Demetri Simms, better known by his stage name Meechy Darko, is an American rapper and songwriter from Brooklyn, New York. He is best known as a member of the hip hop trio Flatbush Zombies, with whom he began his rapping career with his longtime friends, Erick Arc Elliott and Zombie Juice in 2010. In 2022, he released his debut solo album Gothic Luxury.

Early life

Meechy Darko was born in Flatbush, New York, to a Jamaican family. He met his future bandmates Zombie Juice and Erick Arc Elliott at a very young age. Meech also was friends with the members of the rap group that would later be known as the Underachievers. They bonded while using LSD and Psilocybin mushrooms. During one of these experiences with shrooms, Meech felt that he had experienced ego death.

Music career

Meech, Juice, and Erick went on to form Flatbush Zombies in 2010. In January 2012, they released a music video for their song "Thug Waffle". The video received many views and caught attention of fans and other rappers. They released multiple other rap videos for their first mixtape "D.R.U.G.S", which was released in July 2012. The group then released their second mixtape "BetterOffDEAD" on September 11, 2013, at 9:11 PM. "BetterOffDEAD" went on to receive positive reviews from critics.
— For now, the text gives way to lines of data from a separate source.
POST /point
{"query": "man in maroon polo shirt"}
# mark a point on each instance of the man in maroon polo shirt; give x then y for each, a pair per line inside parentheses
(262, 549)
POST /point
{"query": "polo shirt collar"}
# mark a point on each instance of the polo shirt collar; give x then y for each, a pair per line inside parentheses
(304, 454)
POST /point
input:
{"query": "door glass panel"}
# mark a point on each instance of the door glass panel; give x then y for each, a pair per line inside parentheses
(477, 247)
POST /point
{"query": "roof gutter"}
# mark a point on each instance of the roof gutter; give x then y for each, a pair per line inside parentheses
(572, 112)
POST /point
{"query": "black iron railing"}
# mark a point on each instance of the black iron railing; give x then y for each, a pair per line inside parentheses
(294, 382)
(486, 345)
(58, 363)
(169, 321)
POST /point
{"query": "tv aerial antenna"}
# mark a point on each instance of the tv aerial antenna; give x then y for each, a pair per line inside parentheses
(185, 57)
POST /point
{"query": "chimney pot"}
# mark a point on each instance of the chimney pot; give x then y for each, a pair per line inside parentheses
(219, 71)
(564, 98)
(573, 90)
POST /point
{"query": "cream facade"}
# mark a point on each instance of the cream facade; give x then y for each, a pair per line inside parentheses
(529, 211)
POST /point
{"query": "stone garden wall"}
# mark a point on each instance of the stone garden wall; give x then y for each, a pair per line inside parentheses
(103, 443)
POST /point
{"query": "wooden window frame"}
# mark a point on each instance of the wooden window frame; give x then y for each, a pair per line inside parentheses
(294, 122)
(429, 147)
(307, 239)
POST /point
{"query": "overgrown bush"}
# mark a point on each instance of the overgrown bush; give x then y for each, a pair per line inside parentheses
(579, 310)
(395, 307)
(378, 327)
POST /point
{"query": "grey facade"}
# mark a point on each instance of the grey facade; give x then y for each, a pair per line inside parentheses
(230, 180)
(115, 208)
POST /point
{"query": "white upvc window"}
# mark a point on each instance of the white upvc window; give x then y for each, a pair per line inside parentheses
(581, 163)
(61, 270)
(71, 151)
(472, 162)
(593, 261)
In 2014, Meech announced that every Friday they would put out a new song for multiple weeks. In 2015, Meech announced that Flatbush Zombies were working on their debut album. In October 2015, they were invited to perform at Jay Z's Tidal concert. In January 2016, they were invited to "Yams Day", a concert that was dedicated to deceased ASAP Mob member A$AP Yams. In the same month, Flatbush Zombies released "Glorious Thugs" to SoundCloud, and also announced that their debut album "3001: A Laced Odyssey" was to be released on March 11, 2016. They also planned a tour to go along with the album. On March 11, the album was released, and sold 28,000 copies in its first week, debuting at #10 on the Billboard Album Sales Charts. Their latest album, "Vacation In Hell", was released on April 6, 2018, and they have continued to work independently under Glorious Dead Recordings. They also created an album in 2019 with hip hop collective Beast Coast called "Escape From New York".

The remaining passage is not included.